For the person/service to perform - it would need to be someone with 3 years or more of full time tendermint/ignite and cosmos development (and they would not be able to contribute to the code during their time of service [minus what is outlined above], nor audit or merge code that essentially they contributed, nor audit or merge code that was contributed by a company that they work for where that company essentially contributed code).

I would imagine that the service would be most cost effective in hiring an independent contractor for the service at $8k per month (loosely based on 20 hours a week @ $100 hour [although I do realize this is 48 weeks rather than 52 weeks]).

As an aside note (completely separate from above): If there is a concern that Github (or another service) may censor the code, an open source project like Radicle could be used (although they are lacking in tools currently that are used in other platforms, and as an open source project themselves are not as stable financially as other platforms may be).

Just some food for thought - if you find it has any merit.


Changing the canonical repository could be a viable choice? We just need to make certain that “owners” cannot hold the repos in the chain at ransom.

@RabbiJebediah alluded to the following.

Why cant we change the canonical repository and use the below for access?

Repository roles for organizations

You can give organization members, outside collaborators, and teams of people different levels of access to repositories owned by an organization by assigning them to roles. Choose the role that best fits each person or team’s function in your project without giving people more access to the project than they need.

From least access to most access, the roles for an organization repository are:

  • Read: Recommended for non-code contributors who want to view or discuss your project
  • Triage: Recommended for contributors who need to proactively manage issues and pull requests without write access
  • Write: Recommended for contributors who actively push to your project
  • Maintain: Recommended for project managers who need to manage the repository without access to sensitive or destructive actions
  • Admin: Recommended for people who need full access to the project, including sensitive and destructive actions like managing security or deleting a repository
  • Organization owners. Organization owners have complete administrative access to your organization.

What’s the real issue in using this approach if it is done above board?

Could you please tell us the motivation of this proposal?

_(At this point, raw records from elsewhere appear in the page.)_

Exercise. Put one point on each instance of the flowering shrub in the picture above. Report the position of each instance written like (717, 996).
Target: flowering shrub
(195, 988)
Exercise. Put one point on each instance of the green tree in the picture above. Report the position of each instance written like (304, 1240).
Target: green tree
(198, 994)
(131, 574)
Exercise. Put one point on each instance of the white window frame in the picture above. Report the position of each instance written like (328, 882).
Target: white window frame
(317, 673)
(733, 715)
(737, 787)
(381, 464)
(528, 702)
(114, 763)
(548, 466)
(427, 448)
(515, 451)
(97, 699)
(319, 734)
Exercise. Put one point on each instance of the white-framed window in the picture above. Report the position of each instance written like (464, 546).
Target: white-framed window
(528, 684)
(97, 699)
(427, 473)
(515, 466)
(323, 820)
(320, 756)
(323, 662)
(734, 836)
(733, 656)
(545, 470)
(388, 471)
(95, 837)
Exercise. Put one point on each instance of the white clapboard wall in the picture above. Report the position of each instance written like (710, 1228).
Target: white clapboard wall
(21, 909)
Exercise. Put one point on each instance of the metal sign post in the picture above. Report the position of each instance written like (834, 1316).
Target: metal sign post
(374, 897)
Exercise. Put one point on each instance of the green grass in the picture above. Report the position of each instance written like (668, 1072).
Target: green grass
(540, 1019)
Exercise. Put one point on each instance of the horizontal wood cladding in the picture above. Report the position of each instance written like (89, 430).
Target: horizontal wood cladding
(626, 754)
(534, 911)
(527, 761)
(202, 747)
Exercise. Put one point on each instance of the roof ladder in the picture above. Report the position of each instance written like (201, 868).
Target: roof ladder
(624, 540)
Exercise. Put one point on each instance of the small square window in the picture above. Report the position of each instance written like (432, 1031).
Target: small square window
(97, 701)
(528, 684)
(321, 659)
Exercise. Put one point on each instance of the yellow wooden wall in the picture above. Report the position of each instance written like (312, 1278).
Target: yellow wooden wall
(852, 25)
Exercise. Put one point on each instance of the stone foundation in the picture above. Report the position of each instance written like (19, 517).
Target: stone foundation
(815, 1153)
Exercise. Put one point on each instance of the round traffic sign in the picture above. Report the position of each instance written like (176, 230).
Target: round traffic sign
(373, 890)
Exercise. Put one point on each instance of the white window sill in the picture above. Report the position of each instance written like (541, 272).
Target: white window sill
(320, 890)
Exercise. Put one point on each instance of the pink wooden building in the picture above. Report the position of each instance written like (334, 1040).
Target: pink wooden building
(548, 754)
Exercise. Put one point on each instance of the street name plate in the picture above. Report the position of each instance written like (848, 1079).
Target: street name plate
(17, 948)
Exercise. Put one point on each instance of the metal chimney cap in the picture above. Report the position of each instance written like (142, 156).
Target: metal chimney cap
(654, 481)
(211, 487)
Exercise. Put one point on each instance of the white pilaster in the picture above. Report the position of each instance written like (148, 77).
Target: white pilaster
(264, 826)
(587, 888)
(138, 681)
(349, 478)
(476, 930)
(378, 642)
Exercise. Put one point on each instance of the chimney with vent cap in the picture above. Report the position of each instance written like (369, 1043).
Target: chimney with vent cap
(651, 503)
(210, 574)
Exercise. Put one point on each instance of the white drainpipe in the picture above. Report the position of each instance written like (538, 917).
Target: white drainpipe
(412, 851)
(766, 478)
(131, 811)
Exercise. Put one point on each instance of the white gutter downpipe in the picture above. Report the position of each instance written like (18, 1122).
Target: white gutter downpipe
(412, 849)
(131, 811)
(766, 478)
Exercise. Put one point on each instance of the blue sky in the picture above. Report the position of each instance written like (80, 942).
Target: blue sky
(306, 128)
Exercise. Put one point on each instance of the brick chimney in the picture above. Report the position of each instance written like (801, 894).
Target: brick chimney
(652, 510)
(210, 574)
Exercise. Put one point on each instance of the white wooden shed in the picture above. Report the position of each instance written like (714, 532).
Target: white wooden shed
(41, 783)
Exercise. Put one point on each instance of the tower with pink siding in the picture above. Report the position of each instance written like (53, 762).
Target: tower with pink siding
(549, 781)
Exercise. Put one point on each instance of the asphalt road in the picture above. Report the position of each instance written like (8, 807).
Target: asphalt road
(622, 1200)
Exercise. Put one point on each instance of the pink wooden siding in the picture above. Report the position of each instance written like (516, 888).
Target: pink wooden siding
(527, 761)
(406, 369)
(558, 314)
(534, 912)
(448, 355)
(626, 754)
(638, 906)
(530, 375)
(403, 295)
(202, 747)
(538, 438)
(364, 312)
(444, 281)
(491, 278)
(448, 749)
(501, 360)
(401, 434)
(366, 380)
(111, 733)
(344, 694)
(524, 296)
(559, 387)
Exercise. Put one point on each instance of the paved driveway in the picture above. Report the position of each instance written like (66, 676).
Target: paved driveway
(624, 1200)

If purpose is decentralizing,I think it’s not necessary.We are already decentralized.

If purpose is secure the repo,I think it’s not necessary too.Now your team has the responsibility with the repo,isn’t it secure enough?

By the way,I can’t imagine the United States only has a parliament without a president.So as the Lunc ecosystem.That so called decentralization will bring us to the failed.
Just because the crowd stupidity.
Strongly recommend to read a book < The Crowd: A Study of the Popular Mind > by a France famous socialist Gustave Le Bon.After understanding the theory of stupidity decision from the crowd.You will know so called decentralizing is not work,both in real world and cyber world.


I would be wanting L1 team to focus on their work and not be distracted with non-necessary tasks. Will this take away focus from L1 work?